The Health Equity Blog’s mission is to contribute to the discussion of health policy using evidence and research, to explore the opportunities for health equity through policy change, to raise awareness about health disparities, and to increase public advocacy for health equality.

According to the CDC, “Health equity is achieved when every person has the opportunity to ‘attain his or her full health potential’ and no one is ‘disadvantaged from achieving this potential because of social position or other socially determined circumstances.’”

Achievement of full health potential is necessary in all aspects of life – from running errands to relationships with loved ones. Some people are born into environments that limit their ability to achieve their full health potential. We believe that because society created many health inequalities, society can also fix them.

Tuesday, August 27, 2013

Bike Sharing in Low-Income Neighborhoods

Bike Sharing in the United States
Citywide bike sharing programs have rolled out across many major cities in the United States, including:

Bike sharing programs offer either memberships or hourly access to bikes in a given geographic area. Docking stations for the bikes are usually less than a mile apart and provide ample opportunities to return the bike close to the users’ destination.

Link Between Environments and Health
As stated in our last post, rates of obesity and overweight are alarmingly high across the country, and tend to be higher in minority and lower income communities. In the last decade policy makers have noted the effects the environment has on rates of obesity and overweight individuals. On it’s website, the CDC lists environment as an obesity/overweight cause: “People may make decisions based on their environment or community. For example, a person may choose not to walk to the store or to work because of a lack of sidewalks. Community, home, child care, school, health care, and workplace settings can all influence people's health decisions. Therefore, it is important to create environments in these locations that make it easier to engage in physical activity and eat a healthy diet.” Source: http://www.cdc.gov/obesity/adult/causes/index.html

Bike sharing programs are one of many effective ways of creating healthier environments. Bikes provide physical activity and a mode of active transportation to get to different areas of the city for food, jobs, and health care. Given the CDC’s stated link between environment and obesity, it is no surprise that many cities are interested in bike sharing.

Divvy Bikes
I currently am a member of Divvy Bikes in Chicago. In fact, I probably was one of the first people to sign up for a membership. I was THRILLED. In my experience it works exactly how it should. In fact, I tell people all the time to use Divvy.  However, there is a huge problem with this:

This advertisement is on a bus stop in South Chicago. To be more specific, the advertisement is miles and miles from any current or planned Divvy station.  So, the residents of South Chicago are seeing advertisements for Divvy, but have no access to it.

The area of South Chicago (Chicago Community Area 46) is roughly two-thirds African American and one-fourth Hispanic. Over 25% of households are living below poverty with about 20% unemployed. An estimated 50% of South side residents are overweight or obese and only 20% perceived their health status as fair. Source: http://www.ncbi.nlm.nih.gov/pmc/articles/PMC1497558/pdf/12815078.pdf

This bus stop is a block from where I work, so I know the area. I also know that I never see people riding bikes. However, that is not to say people in this low-income neighborhood would not use the bikes.

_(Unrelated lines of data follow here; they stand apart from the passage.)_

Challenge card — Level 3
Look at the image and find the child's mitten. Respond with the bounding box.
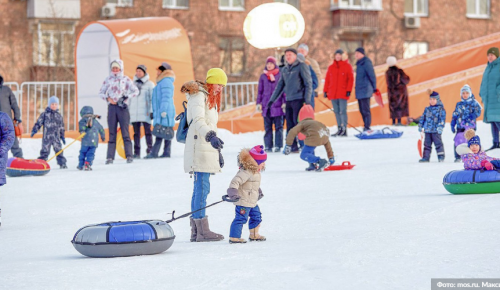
[481,160,493,170]
[222,188,240,202]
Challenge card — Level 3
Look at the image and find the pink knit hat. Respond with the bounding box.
[250,145,267,165]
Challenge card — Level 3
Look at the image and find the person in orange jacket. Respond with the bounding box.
[323,49,354,137]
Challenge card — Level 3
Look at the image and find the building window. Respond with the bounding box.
[219,37,245,76]
[403,41,429,58]
[106,0,134,7]
[467,0,490,18]
[33,22,75,67]
[405,0,429,16]
[219,0,245,11]
[163,0,189,9]
[274,0,300,10]
[330,0,382,10]
[340,40,363,65]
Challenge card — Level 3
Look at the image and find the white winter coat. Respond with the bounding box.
[182,81,221,173]
[128,74,155,124]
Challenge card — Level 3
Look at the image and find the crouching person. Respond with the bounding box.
[285,105,335,171]
[223,145,267,244]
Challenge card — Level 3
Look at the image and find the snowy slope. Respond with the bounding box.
[0,123,500,290]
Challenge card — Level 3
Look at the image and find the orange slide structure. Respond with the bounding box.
[218,33,500,133]
[36,28,500,142]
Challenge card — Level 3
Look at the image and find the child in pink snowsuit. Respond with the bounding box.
[457,129,500,170]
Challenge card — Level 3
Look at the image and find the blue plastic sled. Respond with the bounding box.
[354,127,403,140]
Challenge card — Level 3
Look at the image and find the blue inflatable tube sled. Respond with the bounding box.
[354,127,403,140]
[443,170,500,194]
[71,220,175,258]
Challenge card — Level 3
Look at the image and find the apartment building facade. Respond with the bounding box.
[0,0,500,82]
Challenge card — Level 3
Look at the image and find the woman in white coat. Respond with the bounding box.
[181,68,227,242]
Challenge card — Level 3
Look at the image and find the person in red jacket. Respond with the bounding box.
[323,49,354,137]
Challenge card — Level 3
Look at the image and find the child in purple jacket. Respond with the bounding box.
[457,129,500,170]
[257,56,286,152]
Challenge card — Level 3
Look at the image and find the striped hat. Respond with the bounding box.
[249,145,267,165]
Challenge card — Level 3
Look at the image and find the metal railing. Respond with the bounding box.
[3,82,258,132]
[3,82,21,103]
[221,82,259,112]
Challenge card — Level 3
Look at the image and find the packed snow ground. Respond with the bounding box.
[0,123,500,290]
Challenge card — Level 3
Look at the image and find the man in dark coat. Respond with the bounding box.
[267,48,313,153]
[0,75,23,158]
[354,47,377,131]
[385,56,410,126]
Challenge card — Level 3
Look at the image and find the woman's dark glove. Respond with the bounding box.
[219,150,224,168]
[205,131,224,150]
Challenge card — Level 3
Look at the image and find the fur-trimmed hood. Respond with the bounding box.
[156,69,175,83]
[238,148,259,174]
[181,80,208,95]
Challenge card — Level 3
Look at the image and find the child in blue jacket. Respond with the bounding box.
[451,85,482,162]
[31,96,68,169]
[76,106,105,171]
[418,90,446,163]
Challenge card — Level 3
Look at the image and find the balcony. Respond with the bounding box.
[332,9,379,34]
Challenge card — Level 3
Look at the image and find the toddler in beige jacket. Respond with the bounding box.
[224,145,267,244]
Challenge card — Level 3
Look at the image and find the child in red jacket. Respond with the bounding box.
[323,49,354,137]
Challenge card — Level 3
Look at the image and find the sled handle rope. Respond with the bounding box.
[317,98,363,134]
[165,200,224,224]
[47,132,86,163]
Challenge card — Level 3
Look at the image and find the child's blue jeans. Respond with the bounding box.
[491,122,500,143]
[229,205,262,239]
[191,172,210,219]
[78,146,97,167]
[300,145,321,163]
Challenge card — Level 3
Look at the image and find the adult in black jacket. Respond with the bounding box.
[267,48,313,153]
[0,75,23,158]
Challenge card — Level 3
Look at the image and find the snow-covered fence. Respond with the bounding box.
[225,82,258,111]
[18,82,78,132]
[3,82,20,103]
[4,82,258,132]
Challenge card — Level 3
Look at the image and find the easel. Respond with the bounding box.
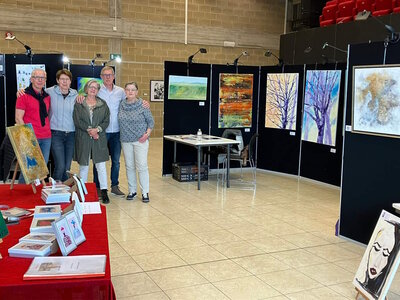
[10,160,46,194]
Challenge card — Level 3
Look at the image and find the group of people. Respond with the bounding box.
[15,66,154,204]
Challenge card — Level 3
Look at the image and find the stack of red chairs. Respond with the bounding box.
[319,0,400,27]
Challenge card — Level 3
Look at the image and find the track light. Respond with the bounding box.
[188,48,207,65]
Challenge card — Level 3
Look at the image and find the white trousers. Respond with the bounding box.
[79,157,108,190]
[121,140,149,194]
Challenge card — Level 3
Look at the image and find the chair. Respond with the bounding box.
[319,4,337,27]
[336,1,356,24]
[372,0,393,17]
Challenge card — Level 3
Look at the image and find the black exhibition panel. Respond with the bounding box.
[162,61,211,175]
[339,42,400,244]
[257,65,304,175]
[210,65,260,168]
[299,63,346,186]
[0,54,63,140]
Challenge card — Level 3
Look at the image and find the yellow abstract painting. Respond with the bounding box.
[7,124,49,183]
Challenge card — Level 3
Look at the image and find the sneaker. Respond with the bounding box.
[126,193,136,200]
[111,185,125,197]
[142,193,150,203]
[101,190,110,204]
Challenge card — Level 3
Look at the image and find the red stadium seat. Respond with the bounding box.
[372,0,393,17]
[319,5,337,27]
[336,1,356,24]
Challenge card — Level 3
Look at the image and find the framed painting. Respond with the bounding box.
[301,70,342,146]
[168,75,208,101]
[353,210,400,299]
[150,80,164,102]
[7,124,49,184]
[265,73,299,130]
[352,65,400,138]
[218,73,253,128]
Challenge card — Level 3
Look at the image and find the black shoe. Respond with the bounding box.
[101,190,110,204]
[142,193,150,203]
[126,193,136,200]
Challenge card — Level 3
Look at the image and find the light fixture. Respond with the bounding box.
[4,32,33,58]
[264,50,283,66]
[233,51,249,67]
[322,42,347,54]
[188,48,207,65]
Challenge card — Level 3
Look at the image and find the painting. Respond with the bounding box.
[352,65,400,137]
[77,77,103,94]
[15,64,46,90]
[7,124,49,183]
[353,210,400,299]
[218,73,253,128]
[168,75,208,101]
[301,70,342,146]
[265,73,299,130]
[150,80,164,102]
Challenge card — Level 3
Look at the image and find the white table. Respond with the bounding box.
[164,134,240,190]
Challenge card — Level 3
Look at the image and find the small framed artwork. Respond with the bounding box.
[64,210,86,246]
[52,217,76,256]
[150,80,164,102]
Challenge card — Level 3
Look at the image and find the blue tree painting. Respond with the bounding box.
[302,70,341,146]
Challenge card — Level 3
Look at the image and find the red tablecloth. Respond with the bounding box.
[0,184,115,300]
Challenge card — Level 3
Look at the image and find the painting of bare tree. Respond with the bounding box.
[301,70,341,146]
[265,73,299,130]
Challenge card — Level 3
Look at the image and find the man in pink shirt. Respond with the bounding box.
[15,69,51,182]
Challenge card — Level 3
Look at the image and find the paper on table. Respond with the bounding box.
[82,202,101,215]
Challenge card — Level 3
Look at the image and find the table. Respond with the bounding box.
[164,134,240,190]
[0,183,115,300]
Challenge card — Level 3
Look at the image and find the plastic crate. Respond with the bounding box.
[172,163,208,182]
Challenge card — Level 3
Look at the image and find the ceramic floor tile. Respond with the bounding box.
[148,266,207,291]
[111,273,161,299]
[257,269,322,294]
[233,254,291,275]
[213,276,280,300]
[110,256,143,276]
[192,260,251,282]
[174,245,226,264]
[132,251,186,271]
[166,284,229,300]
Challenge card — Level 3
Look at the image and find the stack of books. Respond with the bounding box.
[42,186,71,204]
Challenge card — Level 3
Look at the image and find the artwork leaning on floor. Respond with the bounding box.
[168,75,208,101]
[218,73,253,128]
[265,73,299,130]
[301,70,342,146]
[352,65,400,137]
[353,210,400,299]
[7,123,49,183]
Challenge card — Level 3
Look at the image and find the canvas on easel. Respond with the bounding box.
[7,124,49,188]
[353,210,400,300]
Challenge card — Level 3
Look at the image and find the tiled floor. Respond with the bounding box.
[73,138,400,300]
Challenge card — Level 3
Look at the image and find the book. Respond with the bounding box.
[23,255,106,280]
[34,205,61,218]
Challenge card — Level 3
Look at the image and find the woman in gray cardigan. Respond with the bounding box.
[73,80,110,204]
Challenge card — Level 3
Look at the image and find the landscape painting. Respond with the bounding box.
[265,73,299,130]
[301,70,342,146]
[218,73,253,128]
[168,75,208,101]
[352,66,400,137]
[353,210,400,300]
[7,123,49,183]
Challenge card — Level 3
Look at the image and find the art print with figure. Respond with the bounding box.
[7,123,49,184]
[301,70,342,146]
[352,65,400,137]
[353,210,400,299]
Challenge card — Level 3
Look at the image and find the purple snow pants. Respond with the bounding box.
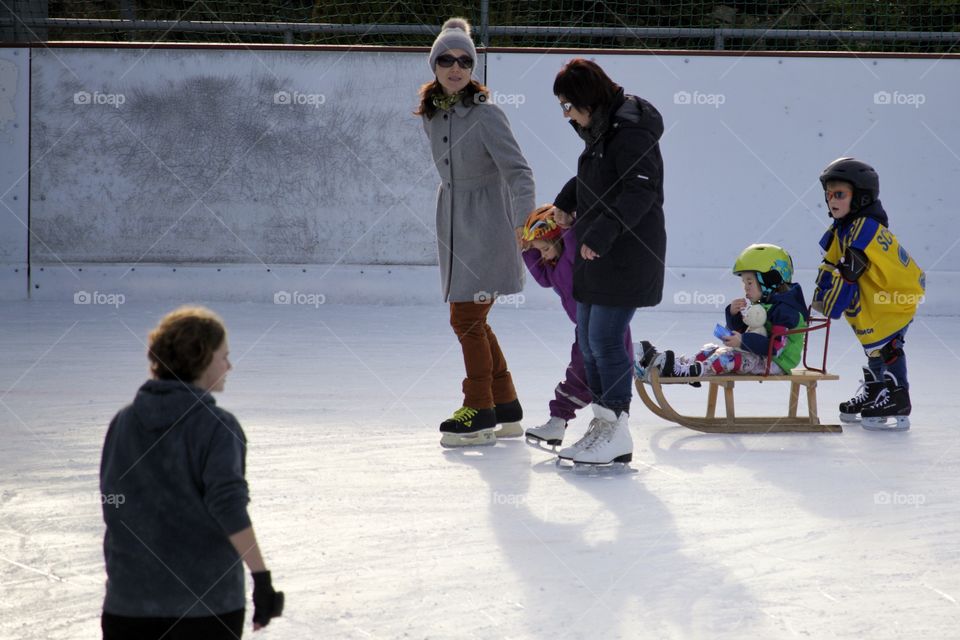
[550,327,633,422]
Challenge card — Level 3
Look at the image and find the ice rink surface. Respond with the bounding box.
[0,301,960,640]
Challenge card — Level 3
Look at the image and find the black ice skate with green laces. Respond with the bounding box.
[440,407,497,447]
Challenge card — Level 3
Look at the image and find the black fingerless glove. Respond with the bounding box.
[251,571,283,627]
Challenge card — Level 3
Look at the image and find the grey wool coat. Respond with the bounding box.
[423,99,536,302]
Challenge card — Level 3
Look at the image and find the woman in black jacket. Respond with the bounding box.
[553,58,667,464]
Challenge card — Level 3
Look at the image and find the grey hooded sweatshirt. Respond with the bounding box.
[100,380,250,618]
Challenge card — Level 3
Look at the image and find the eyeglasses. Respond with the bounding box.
[823,191,850,202]
[437,53,473,69]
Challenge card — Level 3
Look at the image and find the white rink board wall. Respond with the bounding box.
[32,48,437,264]
[0,48,30,298]
[18,48,960,306]
[487,48,960,271]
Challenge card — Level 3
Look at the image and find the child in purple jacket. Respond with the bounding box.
[522,204,633,448]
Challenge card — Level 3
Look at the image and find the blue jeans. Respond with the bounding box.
[867,325,910,390]
[577,302,636,415]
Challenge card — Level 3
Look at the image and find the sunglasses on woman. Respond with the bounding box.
[437,53,473,69]
[824,191,847,202]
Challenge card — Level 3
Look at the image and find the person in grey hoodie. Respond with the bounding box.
[100,307,283,640]
[415,18,536,446]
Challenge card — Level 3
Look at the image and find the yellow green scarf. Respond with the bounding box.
[433,91,463,111]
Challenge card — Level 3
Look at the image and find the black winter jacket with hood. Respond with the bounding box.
[554,89,667,307]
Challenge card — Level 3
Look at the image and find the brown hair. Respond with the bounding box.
[413,78,490,120]
[147,306,227,382]
[553,58,621,113]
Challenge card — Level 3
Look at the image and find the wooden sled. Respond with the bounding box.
[634,318,843,433]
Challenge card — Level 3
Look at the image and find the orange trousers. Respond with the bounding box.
[450,302,517,409]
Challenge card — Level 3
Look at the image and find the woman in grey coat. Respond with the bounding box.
[416,18,536,446]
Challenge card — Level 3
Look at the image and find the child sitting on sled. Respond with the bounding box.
[634,244,809,380]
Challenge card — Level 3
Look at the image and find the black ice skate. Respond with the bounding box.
[493,400,523,438]
[653,349,703,387]
[440,407,497,447]
[633,340,660,382]
[860,371,910,431]
[840,367,883,424]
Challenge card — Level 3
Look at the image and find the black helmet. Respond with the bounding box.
[820,158,880,214]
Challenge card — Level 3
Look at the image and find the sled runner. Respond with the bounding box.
[634,318,843,433]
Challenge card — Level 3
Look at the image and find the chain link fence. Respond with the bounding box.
[0,0,960,53]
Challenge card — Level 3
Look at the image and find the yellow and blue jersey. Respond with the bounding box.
[813,201,926,349]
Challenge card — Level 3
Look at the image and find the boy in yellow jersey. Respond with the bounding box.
[813,158,925,431]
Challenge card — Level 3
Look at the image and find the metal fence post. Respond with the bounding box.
[0,0,50,42]
[480,0,490,84]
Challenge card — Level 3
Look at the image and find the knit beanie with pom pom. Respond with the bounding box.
[430,18,477,73]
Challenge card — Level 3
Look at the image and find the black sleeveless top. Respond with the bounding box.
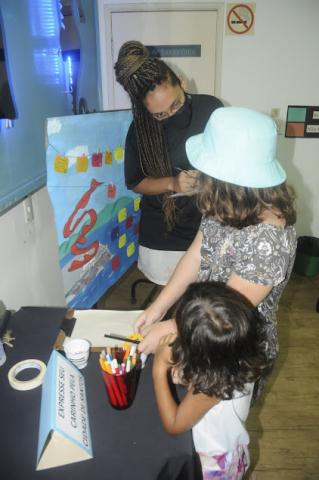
[125,95,223,251]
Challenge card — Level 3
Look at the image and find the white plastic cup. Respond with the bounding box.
[0,338,7,367]
[64,338,91,370]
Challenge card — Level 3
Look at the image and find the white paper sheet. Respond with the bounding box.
[71,310,143,347]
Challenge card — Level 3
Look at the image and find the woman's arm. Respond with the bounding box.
[153,335,219,435]
[133,170,198,195]
[134,230,202,336]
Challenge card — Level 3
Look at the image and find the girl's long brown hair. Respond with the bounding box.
[197,173,296,228]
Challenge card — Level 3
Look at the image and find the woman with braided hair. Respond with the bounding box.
[115,41,223,285]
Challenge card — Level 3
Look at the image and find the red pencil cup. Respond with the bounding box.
[101,367,141,410]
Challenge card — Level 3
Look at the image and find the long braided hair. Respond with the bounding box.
[114,41,181,230]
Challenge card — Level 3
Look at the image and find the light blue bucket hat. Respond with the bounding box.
[186,107,287,188]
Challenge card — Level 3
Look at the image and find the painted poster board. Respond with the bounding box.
[47,110,140,309]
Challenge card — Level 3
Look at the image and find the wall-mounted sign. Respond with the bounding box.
[225,3,256,35]
[285,105,319,138]
[146,45,201,58]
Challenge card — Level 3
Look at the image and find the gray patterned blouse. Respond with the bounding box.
[198,217,297,358]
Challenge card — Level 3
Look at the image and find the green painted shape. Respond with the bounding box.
[288,107,307,122]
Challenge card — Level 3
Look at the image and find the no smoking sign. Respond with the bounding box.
[226,3,256,35]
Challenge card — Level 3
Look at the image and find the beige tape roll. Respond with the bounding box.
[8,358,47,390]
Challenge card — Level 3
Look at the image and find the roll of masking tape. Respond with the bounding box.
[8,358,47,390]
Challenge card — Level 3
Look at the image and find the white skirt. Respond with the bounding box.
[137,245,185,285]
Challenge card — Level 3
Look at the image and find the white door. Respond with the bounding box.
[103,10,218,109]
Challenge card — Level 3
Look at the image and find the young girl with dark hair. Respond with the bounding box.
[135,107,296,395]
[114,41,222,285]
[153,282,272,480]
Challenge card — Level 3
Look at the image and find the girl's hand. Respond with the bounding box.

Barriers in Low-Income Neighborhoods
The Federal Transportation Agency published a report about developing bike share programs. The report does have a couple paragraphs about issues of equity. The report states, “Use of bike share systems by [low income] communities has so far been limited in the U.S., despite [low-income populations] increased reliance on public transportation and historically low rates of auto ownership.” Currently, there are many barriers for low-income individuals including the need for a credit card, perception of neighborhood safety, the internet-based sign up and account creation and language. Source: http://www.bicyclinginfo.org/promote/bikeshareintheus.pdf

I argue that one of the largest barriers to bike sharing among low-income residents might be cultural. What if it was more normal to see people biking? What if low-income residents received the same benefits as residents in higher income neighborhoods? My concern is equity of fitness opportunities. To me this is a perfect example of a positive health-promoting program increasing health disparities. And yes, I am a member of Divvy Bikes and am supporting the program. Hopefully, by talking about how low-income neighborhoods are being left out, I can raise awareness. Then, maybe cities everywhere will take an active role in putting the same resources in low-income neighborhoods as they do in others.